Crónica #1

França e Espanha iniciaram ontem no Estádio Nacional de França em Saint-Denis (arredores da capital francesa) um novo ciclo na sua história. No estádio nacional francês, os dois seleccionadores tiveram uma postura ambígua na abordagem ao jogo: apesar de já qualificada para o novo modelo do Europeu (será disputado por 24 equipas), a França de Deschamps, organizadora do evento, inserida virtualmente no Grupo I de Portugal (os gauleses jogarão amigavelmente c0ntra as equipas deste grupo) iniciou o seu ciclo sem surpresas de maior nos convocados, aproveitando o legado construído no último ciclo. Já Vicente Del Bosque, campeão europeu em título, começou a preparar a qualificação espanhola no Grupo C (cabeça-de-série de um grupo composto pela Ucrânia, Bielorussia, Eslováquia, Macedónia e Luxemburgo) com a inserção de algumas caras novas na Roja como é o caso dos bascos Mikel San José e Carlos Iturraspe (central e trinco do Athletic de Bilbao) Raul Garcia, poacher do Atlético de Madrid que só aos 28 anos logrou estrear-se internacionalmente pelo seu país.

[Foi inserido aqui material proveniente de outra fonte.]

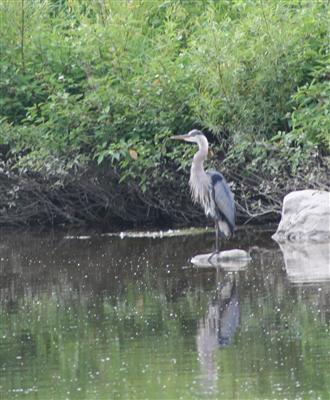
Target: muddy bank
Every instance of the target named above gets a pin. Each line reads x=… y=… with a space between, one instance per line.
x=96 y=197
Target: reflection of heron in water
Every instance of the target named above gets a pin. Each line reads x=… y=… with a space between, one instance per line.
x=217 y=329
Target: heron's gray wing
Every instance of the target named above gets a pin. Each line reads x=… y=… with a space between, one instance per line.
x=223 y=197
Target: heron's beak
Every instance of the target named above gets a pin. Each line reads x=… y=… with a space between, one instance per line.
x=179 y=137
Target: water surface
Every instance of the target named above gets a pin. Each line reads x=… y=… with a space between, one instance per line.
x=110 y=318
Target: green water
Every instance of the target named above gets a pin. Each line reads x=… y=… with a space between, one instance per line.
x=111 y=318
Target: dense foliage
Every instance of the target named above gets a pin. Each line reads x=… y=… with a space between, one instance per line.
x=106 y=83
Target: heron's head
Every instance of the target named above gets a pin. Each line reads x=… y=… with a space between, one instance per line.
x=194 y=136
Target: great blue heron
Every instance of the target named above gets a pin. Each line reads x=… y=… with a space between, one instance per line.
x=210 y=189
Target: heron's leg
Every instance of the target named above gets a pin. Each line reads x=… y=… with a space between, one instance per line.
x=216 y=237
x=216 y=243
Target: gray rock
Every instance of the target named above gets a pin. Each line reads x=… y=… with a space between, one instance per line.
x=233 y=260
x=305 y=217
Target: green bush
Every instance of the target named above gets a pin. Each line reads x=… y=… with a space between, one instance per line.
x=87 y=82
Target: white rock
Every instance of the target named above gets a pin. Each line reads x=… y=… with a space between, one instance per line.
x=305 y=216
x=231 y=260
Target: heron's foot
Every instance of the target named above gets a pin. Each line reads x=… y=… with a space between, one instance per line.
x=212 y=255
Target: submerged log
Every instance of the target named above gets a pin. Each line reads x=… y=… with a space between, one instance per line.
x=231 y=260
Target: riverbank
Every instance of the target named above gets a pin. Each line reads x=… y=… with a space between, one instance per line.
x=96 y=197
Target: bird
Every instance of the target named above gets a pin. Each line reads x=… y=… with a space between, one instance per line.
x=210 y=189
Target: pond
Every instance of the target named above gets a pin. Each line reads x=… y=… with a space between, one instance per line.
x=129 y=317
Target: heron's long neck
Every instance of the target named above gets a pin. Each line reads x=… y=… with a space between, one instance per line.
x=197 y=166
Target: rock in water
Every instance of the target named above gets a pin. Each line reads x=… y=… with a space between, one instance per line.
x=234 y=260
x=305 y=216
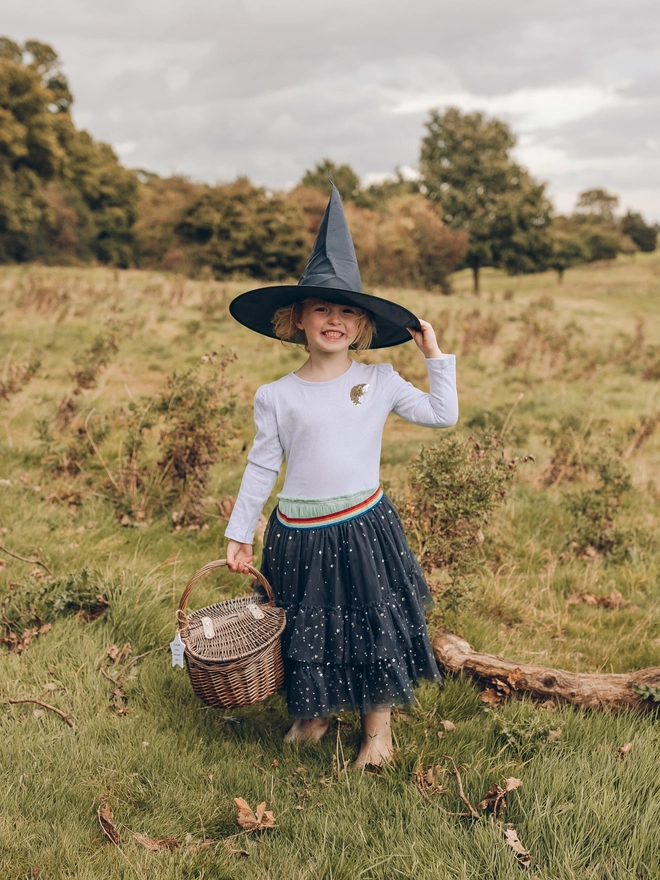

Ambas as selecções começaram a demonstrar todo o futebol que pretendem por em prática no novo ciclo que se avizinha. Os espanhóis voltaram a ensaiar um estilo de jogo misto, formado pelo jogo em profundidade para Diego Costa (Del Bosque optou por colocar de início Raúl Garcia nas costas do hispano-brasileiro) com alguns toques “simeoneanos” no meio-campo, ou seja, a construção de jogadas em velocidade pelo miolo ao primeiro toque, jogo para o qual contribuíram os processos simples de um meio-campo formado por Busquets, Cazorla, Koke, Fabregas e Raúl Garcia.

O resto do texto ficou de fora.